Accelerating the Development Timeline
The impact of tooling-free casting on medical device development timelines is substantial.
| Development Phase | Traditional Timeline | With DDM DirectPour™ |
| First prototype casting | 16-20 weeks (tooling + first article) | 2-4 weeks |
| Design iteration (per cycle) | 8-16 weeks (new/modified tooling) | 1-2 weeks (update CAD, reprint) |
| Multiple design variants | Weeks to months per variant | Multiple variants in parallel |
| Bridge to production | Requires production tooling | Same process scales to production |
| Regulatory submission samples | Dependent on tooling schedule | Available on demand |
The ability to produce multiple design variants in parallel is particularly valuable during the early development phases, when engineers are exploring different approaches to geometry, fixation, surface texture, and biomechanical performance.

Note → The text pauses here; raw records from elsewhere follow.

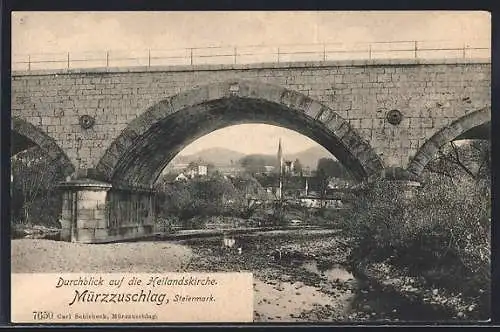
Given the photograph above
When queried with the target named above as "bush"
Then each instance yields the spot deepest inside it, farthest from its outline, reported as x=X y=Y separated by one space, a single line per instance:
x=442 y=232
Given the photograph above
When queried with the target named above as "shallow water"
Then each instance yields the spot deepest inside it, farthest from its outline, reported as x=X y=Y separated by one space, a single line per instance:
x=333 y=274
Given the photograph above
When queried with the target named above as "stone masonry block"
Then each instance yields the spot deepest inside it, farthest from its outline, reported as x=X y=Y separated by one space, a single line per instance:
x=85 y=214
x=85 y=235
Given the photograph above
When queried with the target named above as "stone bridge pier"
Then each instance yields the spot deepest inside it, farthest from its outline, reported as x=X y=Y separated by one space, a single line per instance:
x=96 y=212
x=117 y=129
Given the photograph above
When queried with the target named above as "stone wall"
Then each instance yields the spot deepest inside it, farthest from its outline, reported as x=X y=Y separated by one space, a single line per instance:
x=430 y=95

From Prototyping to Production
A key advantage of DDM’s approach is that the same process used for prototyping can scale to production. There is no process transition required between the prototype and the production part. The casting is produced using the same LAMP™ technology, the same materials, and the same quality controls at every volume level.

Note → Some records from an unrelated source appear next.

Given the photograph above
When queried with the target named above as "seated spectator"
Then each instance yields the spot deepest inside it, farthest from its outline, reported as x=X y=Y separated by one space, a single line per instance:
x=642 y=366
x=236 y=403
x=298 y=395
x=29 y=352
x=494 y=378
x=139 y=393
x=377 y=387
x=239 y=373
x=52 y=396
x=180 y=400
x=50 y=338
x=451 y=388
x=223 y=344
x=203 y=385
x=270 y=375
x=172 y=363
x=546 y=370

This means that prototypes submitted for mechanical testing, biocompatibility evaluation, or regulatory review are produced by the same process that will manufacture the production devices. There is no risk of process-dependent property differences between the prototype and the production article.
Implications for Regulatory Strategy
When prototyping and production use the same manufacturing process, the data generated during development is directly applicable to regulatory submissions. Mechanical test data, fatigue data, and biocompatibility data from prototype castings can support the production filing without the need to revalidate when transitioning from prototype tooling to production tooling.
Conclusion
Medical device companies operate in an environment where speed of innovation determines competitive success, but regulatory rigor demands thorough validation. DDM Systems’ LAMP™ technology resolves this tension by making investment casting fast enough to serve as a prototyping process while maintaining the material properties, quality standards, and process consistency required for production.
For medical device engineers seeking to accelerate development timelines, reduce prototyping costs, and streamline the path from concept to cleared device, the Digital Foundry™ provides a fundamentally faster approach to precision casting.